It used to be that Mac computers were immune from the vast majority of viruses and malware plaguing Windows and other platforms. But as Apple’s products have been growing in popularity, hackers and malware developers have been increasingly targeting macOS.
Following recent reports of Mac malware that uses a very old Windows trick which relies on Microsoft Word macros, a new strain of malware from Russian hackers has been found to steal your saved passwords and iPhone backups, security firm BitDefender said.
It’s basically a sophisticated version of the Xagent malware that has been used in the past to attack Windows, iOS, Android and Linux devices. It was probably developed by the Russian hacking group APT28 accused of hacking into the US Democratic National Committee last year.
This new strain of Xagent was found to specifically target Mac users.
Once it finds its way onto a victim’s machine, the malware uses the Komplex downloader to retrieve a payload from the server that installs a modular backdoor software.
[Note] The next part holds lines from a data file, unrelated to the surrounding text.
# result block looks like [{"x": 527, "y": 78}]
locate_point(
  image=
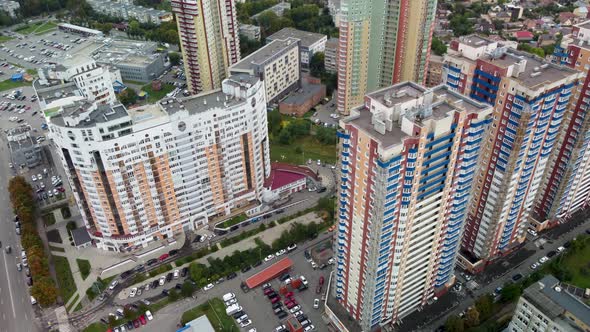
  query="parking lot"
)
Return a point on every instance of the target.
[{"x": 34, "y": 51}]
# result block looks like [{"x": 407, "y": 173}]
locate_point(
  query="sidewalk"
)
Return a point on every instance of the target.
[{"x": 268, "y": 236}]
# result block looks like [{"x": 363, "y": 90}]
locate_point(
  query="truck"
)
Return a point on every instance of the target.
[{"x": 232, "y": 309}]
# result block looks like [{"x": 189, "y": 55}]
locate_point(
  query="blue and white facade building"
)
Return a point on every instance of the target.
[{"x": 407, "y": 161}]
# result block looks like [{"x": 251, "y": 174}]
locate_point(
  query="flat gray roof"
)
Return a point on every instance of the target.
[
  {"x": 548, "y": 297},
  {"x": 277, "y": 46},
  {"x": 307, "y": 38}
]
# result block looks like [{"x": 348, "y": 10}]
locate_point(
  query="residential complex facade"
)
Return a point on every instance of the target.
[
  {"x": 381, "y": 43},
  {"x": 209, "y": 40},
  {"x": 408, "y": 158},
  {"x": 530, "y": 97},
  {"x": 566, "y": 185},
  {"x": 276, "y": 64},
  {"x": 546, "y": 307},
  {"x": 144, "y": 174}
]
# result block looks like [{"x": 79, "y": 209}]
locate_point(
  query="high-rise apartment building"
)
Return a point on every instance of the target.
[
  {"x": 209, "y": 41},
  {"x": 381, "y": 43},
  {"x": 530, "y": 97},
  {"x": 566, "y": 185},
  {"x": 408, "y": 158},
  {"x": 147, "y": 173}
]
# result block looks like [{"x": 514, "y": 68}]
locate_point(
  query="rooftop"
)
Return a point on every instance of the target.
[
  {"x": 421, "y": 104},
  {"x": 475, "y": 40},
  {"x": 307, "y": 38},
  {"x": 262, "y": 55},
  {"x": 547, "y": 296}
]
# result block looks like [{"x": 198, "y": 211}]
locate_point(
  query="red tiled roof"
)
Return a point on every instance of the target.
[
  {"x": 524, "y": 34},
  {"x": 282, "y": 178},
  {"x": 269, "y": 273}
]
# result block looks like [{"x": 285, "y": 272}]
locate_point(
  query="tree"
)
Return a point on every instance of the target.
[
  {"x": 128, "y": 97},
  {"x": 454, "y": 324},
  {"x": 316, "y": 64},
  {"x": 44, "y": 291},
  {"x": 472, "y": 317},
  {"x": 438, "y": 46},
  {"x": 174, "y": 58}
]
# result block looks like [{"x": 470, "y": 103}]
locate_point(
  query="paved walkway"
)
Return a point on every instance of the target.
[{"x": 268, "y": 236}]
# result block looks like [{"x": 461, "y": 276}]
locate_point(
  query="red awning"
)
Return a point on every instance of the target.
[{"x": 269, "y": 273}]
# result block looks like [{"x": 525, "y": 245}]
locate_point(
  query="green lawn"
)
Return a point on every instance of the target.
[
  {"x": 577, "y": 264},
  {"x": 311, "y": 148},
  {"x": 154, "y": 96},
  {"x": 67, "y": 286},
  {"x": 215, "y": 311},
  {"x": 38, "y": 28},
  {"x": 95, "y": 327},
  {"x": 48, "y": 219},
  {"x": 9, "y": 84},
  {"x": 84, "y": 266}
]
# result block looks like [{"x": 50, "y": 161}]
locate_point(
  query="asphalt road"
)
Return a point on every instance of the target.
[{"x": 16, "y": 311}]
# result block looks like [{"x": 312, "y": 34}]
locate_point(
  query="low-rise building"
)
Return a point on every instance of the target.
[
  {"x": 301, "y": 101},
  {"x": 330, "y": 55},
  {"x": 435, "y": 71},
  {"x": 24, "y": 150},
  {"x": 249, "y": 31},
  {"x": 129, "y": 11},
  {"x": 278, "y": 9},
  {"x": 136, "y": 61},
  {"x": 310, "y": 42},
  {"x": 544, "y": 306},
  {"x": 277, "y": 64},
  {"x": 10, "y": 7}
]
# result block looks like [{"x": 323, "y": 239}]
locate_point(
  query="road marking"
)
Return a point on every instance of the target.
[{"x": 9, "y": 285}]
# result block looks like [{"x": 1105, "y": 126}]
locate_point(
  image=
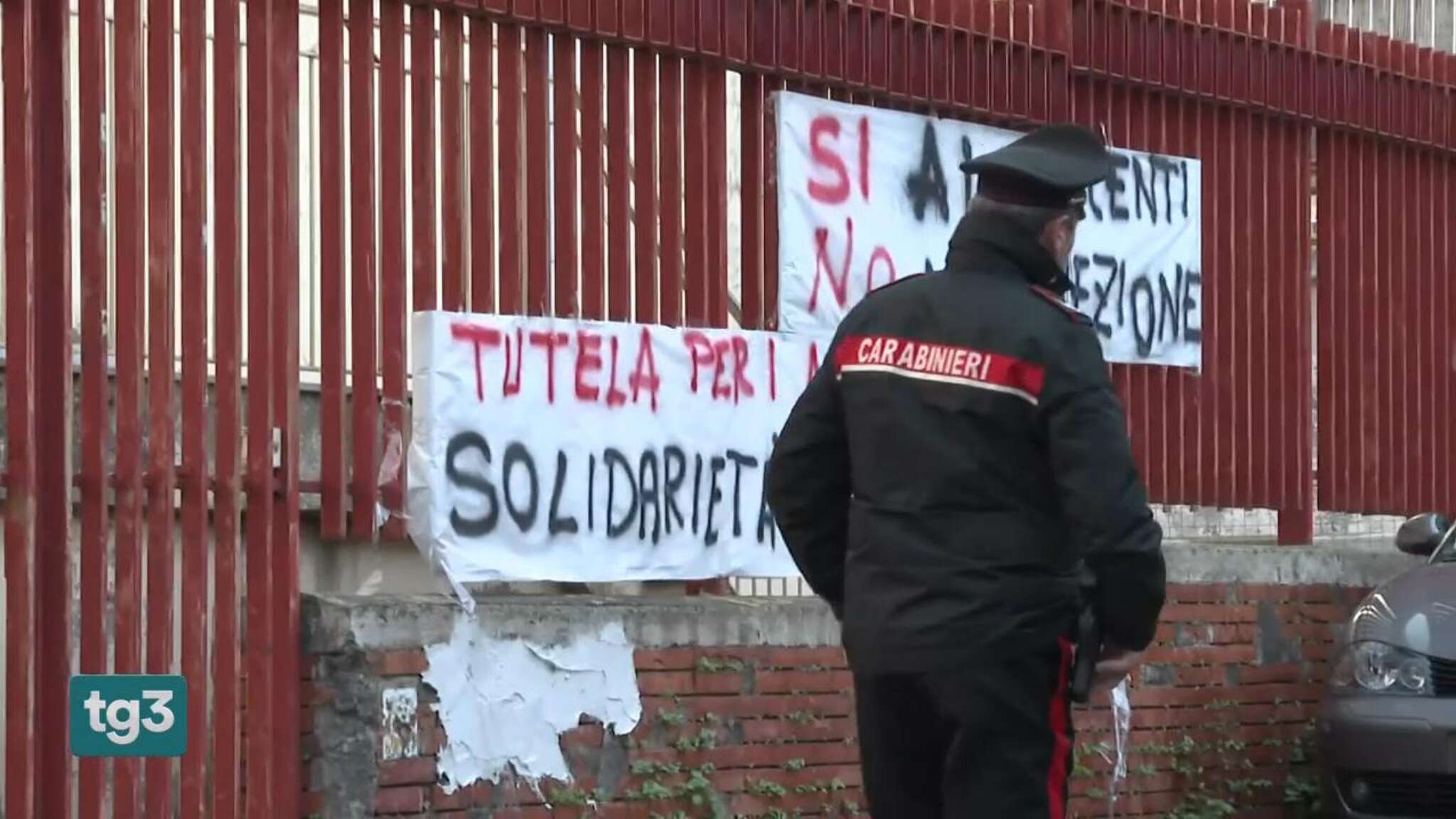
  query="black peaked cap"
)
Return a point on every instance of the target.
[{"x": 1051, "y": 166}]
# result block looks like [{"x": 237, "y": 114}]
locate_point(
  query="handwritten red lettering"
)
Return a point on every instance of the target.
[
  {"x": 864, "y": 158},
  {"x": 646, "y": 372},
  {"x": 511, "y": 385},
  {"x": 589, "y": 360},
  {"x": 721, "y": 348},
  {"x": 615, "y": 395},
  {"x": 828, "y": 158},
  {"x": 701, "y": 352},
  {"x": 742, "y": 387},
  {"x": 478, "y": 337},
  {"x": 880, "y": 255},
  {"x": 550, "y": 341},
  {"x": 822, "y": 266}
]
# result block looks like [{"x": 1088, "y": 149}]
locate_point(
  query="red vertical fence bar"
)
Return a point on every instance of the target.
[
  {"x": 19, "y": 545},
  {"x": 194, "y": 404},
  {"x": 508, "y": 165},
  {"x": 332, "y": 309},
  {"x": 593, "y": 240},
  {"x": 715, "y": 191},
  {"x": 228, "y": 328},
  {"x": 95, "y": 384},
  {"x": 695, "y": 190},
  {"x": 564, "y": 177},
  {"x": 50, "y": 235},
  {"x": 161, "y": 308},
  {"x": 482, "y": 166},
  {"x": 537, "y": 173},
  {"x": 283, "y": 133},
  {"x": 644, "y": 187},
  {"x": 451, "y": 162},
  {"x": 670, "y": 190},
  {"x": 422, "y": 152},
  {"x": 392, "y": 305},
  {"x": 619, "y": 187},
  {"x": 365, "y": 395},
  {"x": 751, "y": 203},
  {"x": 258, "y": 631}
]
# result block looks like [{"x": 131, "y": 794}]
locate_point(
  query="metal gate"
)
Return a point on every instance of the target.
[{"x": 571, "y": 158}]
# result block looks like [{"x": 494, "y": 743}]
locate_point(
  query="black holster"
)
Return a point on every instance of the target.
[{"x": 1088, "y": 643}]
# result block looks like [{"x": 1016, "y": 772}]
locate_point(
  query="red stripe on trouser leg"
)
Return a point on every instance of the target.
[{"x": 1060, "y": 738}]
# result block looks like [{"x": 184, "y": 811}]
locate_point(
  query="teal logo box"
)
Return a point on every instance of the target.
[{"x": 129, "y": 714}]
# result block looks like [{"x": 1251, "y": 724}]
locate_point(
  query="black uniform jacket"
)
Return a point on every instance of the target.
[{"x": 957, "y": 459}]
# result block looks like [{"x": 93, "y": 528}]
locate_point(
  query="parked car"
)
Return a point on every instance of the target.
[{"x": 1388, "y": 726}]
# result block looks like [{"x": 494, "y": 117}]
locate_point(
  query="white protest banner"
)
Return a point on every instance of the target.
[
  {"x": 552, "y": 449},
  {"x": 868, "y": 196}
]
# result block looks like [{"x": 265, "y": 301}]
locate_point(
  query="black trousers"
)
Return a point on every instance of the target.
[{"x": 986, "y": 742}]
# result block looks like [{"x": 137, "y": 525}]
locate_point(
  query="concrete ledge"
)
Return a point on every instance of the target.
[
  {"x": 385, "y": 623},
  {"x": 1339, "y": 563},
  {"x": 334, "y": 623}
]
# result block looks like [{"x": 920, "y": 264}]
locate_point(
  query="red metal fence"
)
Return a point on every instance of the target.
[{"x": 583, "y": 171}]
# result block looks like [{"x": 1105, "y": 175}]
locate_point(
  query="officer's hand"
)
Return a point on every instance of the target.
[{"x": 1113, "y": 666}]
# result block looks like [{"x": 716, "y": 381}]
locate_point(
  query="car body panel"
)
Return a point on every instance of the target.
[{"x": 1401, "y": 746}]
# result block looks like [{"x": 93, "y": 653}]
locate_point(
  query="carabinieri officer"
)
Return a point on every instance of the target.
[{"x": 956, "y": 462}]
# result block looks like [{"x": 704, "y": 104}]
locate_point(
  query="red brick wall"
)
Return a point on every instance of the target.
[{"x": 1231, "y": 687}]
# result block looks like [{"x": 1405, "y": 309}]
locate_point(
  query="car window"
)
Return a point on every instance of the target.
[{"x": 1446, "y": 550}]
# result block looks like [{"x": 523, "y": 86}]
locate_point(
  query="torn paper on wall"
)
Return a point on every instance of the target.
[{"x": 505, "y": 703}]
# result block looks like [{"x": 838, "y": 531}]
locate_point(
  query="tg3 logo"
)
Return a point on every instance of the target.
[{"x": 129, "y": 714}]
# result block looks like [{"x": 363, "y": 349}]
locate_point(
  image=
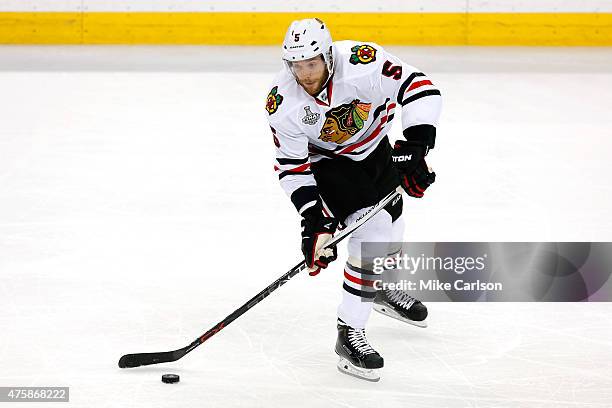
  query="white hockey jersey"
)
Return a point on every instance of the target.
[{"x": 349, "y": 117}]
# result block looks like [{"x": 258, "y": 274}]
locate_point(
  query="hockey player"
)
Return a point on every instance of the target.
[{"x": 329, "y": 110}]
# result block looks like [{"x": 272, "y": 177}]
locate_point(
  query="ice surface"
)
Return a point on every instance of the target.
[{"x": 138, "y": 207}]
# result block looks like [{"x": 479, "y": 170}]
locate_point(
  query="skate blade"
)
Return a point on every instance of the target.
[
  {"x": 388, "y": 311},
  {"x": 346, "y": 367}
]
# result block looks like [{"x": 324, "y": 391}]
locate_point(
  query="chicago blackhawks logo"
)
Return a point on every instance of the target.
[
  {"x": 344, "y": 121},
  {"x": 363, "y": 54},
  {"x": 274, "y": 100}
]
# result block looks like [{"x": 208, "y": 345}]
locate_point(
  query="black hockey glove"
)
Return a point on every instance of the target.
[
  {"x": 316, "y": 231},
  {"x": 409, "y": 159}
]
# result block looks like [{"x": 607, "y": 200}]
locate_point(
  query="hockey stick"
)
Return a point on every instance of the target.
[{"x": 140, "y": 359}]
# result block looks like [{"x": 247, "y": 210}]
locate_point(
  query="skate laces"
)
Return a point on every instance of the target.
[
  {"x": 359, "y": 341},
  {"x": 401, "y": 298}
]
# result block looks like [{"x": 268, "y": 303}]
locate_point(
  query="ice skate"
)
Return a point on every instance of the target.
[
  {"x": 357, "y": 357},
  {"x": 399, "y": 305}
]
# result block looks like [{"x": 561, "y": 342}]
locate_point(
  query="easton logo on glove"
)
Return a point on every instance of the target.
[
  {"x": 415, "y": 176},
  {"x": 399, "y": 159}
]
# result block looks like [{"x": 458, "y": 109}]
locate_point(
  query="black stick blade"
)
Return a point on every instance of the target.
[{"x": 140, "y": 359}]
It gives the attacker advanced cyber-espionage capabilities, including the ability to steal passwords, retrieve iPhone backups created locally in desktop iTunes, take screenshots, detect system configurations and even execute files.
Notably, the Xagent download exploits a vulnerability in MacKeeper, a heavily promoted Mac optimization software which has been the subject of a class-action lawsuit for false advertising.
“For once, there is the presence of similar modules, such as FileSystem, KeyLogger, and RemoteShell, as well as a similar network module called HttpChanel,” noted researchers.
Bitdefender has not yet determined how the new malware spreads as they’re still analyzing Xagent, but we’ll make sure to update the article with further information once it becomes available. For the time being, be sure to adjust your Gatekeeper settings so that your Mac cannot download and execute apps from unidentified developers.